Founding Data Architecture for a Preventive Health Ecosystem

Lead Data Architect
Data Architecture Privacy-by-Design PostgreSQL HealthTech Data Governance
Stack: PostgreSQL, Python, SQL, ETL Pipelines

Context

SaliHub is building a preventive health ecosystem that transforms daily health signals into longitudinal user insights and real-time dashboards. The platform handles sensitive health data — including PII and PHI — and must comply with LOPD privacy regulations from day one.

As the first data hire, my role was to design the entire data foundation from scratch: the data model, the governance framework, and the infrastructure to support a scalable, multi-tenant architecture.


Approach

Data Model Design

Architected the founding data model and core database schema, translating complex LOPD privacy requirements and business logic into a secure, multi-tenant architecture. The schema was designed to support longitudinal health tracking while maintaining strict tenant isolation.

Privacy & Governance Framework

Established Privacy-by-Design as a core principle and defined the organization’s data governance framework:

  • Strict access controls with role-based permissions
  • Audit trails for all data access and modifications
  • Data classification and handling policies for PII/PHI
  • Consent management integrated into the data layer

Data Infrastructure

Building scalable ETL pipelines using Python and SQL to transform raw health signals into structured, queryable insights. The pipeline architecture supports both batch processing for historical analysis and near-real-time updates for dashboards.

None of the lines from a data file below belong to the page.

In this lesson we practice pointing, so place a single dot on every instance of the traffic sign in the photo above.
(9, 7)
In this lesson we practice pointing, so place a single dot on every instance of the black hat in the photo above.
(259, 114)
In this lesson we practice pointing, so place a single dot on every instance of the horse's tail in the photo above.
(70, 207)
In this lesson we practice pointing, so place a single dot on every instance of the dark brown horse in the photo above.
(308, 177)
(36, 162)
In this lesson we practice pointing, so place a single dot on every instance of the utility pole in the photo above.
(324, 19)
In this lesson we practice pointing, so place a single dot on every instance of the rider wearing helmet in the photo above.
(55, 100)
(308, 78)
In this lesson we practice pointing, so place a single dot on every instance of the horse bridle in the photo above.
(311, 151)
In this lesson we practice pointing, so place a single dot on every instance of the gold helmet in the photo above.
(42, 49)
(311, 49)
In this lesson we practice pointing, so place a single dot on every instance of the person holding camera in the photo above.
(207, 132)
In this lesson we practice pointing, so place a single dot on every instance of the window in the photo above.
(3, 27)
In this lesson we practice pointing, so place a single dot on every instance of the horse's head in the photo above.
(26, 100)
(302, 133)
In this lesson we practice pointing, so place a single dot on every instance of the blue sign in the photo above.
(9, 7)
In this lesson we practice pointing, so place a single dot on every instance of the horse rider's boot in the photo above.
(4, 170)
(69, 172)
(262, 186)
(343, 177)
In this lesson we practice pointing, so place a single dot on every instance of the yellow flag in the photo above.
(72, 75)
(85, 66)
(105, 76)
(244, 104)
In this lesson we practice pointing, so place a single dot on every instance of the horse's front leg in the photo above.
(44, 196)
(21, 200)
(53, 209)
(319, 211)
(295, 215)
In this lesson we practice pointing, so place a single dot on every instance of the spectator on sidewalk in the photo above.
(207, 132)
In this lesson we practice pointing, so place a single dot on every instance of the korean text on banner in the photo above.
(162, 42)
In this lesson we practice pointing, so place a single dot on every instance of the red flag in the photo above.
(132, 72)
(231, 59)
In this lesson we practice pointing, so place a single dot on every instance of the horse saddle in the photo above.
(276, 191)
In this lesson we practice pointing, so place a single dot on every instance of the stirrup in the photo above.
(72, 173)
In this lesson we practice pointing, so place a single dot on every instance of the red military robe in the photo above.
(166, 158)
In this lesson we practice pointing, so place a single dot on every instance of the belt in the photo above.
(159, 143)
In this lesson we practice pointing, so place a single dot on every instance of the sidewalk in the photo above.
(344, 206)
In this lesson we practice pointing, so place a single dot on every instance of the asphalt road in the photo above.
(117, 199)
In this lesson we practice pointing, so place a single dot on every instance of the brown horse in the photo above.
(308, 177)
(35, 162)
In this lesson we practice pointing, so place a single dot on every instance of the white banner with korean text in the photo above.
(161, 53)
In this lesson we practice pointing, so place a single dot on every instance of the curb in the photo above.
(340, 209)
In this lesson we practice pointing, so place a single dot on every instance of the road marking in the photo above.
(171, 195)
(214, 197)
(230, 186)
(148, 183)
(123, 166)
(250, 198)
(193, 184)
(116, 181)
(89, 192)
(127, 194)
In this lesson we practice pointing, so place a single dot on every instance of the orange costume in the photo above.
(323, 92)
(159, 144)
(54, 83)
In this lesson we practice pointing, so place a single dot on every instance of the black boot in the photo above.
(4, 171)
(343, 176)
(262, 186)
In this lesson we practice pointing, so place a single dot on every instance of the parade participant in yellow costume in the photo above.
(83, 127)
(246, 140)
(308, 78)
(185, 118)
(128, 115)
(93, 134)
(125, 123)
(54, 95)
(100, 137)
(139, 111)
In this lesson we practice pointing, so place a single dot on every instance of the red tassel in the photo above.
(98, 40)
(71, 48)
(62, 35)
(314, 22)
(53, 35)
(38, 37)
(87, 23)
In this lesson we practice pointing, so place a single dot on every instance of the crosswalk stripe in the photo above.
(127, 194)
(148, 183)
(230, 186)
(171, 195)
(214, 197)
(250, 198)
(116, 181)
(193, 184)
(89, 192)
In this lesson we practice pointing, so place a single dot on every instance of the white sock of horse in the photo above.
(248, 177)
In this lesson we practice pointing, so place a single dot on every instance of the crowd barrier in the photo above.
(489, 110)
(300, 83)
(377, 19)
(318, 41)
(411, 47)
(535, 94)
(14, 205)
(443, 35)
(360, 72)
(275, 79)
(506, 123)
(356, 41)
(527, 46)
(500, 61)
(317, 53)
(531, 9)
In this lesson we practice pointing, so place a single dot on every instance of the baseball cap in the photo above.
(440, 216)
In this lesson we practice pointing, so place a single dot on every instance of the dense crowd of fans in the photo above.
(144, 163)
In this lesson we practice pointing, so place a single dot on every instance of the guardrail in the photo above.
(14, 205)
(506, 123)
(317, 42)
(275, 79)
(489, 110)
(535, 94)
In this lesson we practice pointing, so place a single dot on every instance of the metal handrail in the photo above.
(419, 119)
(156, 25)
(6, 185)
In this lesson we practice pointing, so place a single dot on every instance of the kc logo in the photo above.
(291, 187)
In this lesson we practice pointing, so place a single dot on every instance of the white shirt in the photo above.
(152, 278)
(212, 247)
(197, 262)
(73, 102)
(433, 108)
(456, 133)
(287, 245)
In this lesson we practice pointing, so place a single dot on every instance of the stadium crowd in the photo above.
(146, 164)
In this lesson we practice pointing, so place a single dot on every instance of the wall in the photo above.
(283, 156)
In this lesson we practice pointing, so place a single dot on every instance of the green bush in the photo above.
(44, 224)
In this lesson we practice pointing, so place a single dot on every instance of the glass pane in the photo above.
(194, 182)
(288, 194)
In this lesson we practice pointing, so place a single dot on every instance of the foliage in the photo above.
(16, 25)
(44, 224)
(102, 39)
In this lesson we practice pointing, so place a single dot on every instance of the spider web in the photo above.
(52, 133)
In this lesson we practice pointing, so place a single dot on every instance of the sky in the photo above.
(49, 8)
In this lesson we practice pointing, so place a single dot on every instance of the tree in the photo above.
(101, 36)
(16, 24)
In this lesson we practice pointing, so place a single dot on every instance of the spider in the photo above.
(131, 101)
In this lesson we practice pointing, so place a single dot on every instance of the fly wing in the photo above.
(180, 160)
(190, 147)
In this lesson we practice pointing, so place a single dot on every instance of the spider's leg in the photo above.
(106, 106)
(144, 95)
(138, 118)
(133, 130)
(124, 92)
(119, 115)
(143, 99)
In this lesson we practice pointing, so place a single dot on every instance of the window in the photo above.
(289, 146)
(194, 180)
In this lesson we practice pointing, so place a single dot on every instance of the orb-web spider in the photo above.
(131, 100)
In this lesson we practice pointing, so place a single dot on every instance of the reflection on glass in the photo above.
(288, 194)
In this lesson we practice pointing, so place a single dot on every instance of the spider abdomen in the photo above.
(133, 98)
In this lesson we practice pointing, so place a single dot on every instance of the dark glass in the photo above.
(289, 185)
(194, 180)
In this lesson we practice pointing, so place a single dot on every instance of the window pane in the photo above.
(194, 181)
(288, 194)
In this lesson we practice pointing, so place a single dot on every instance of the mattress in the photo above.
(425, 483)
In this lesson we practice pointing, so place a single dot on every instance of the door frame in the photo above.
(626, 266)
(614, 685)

Cross-Functional Collaboration

Partnering with Product and Engineering to translate business goals into measurable data capabilities — ensuring the data architecture supports both current product needs and future analytics requirements.


Technical Details

  • Database: PostgreSQL with multi-tenant schema design
  • Privacy: LOPD compliance, PII/PHI handling, audit trails, access control
  • Pipelines: Python and SQL-based ETL for health data transformation
  • Outputs: Longitudinal user insights, real-time dashboards

Status

This is an ongoing project. The founding data model and governance framework are in place, and I am actively building out the pipeline infrastructure and analytics capabilities.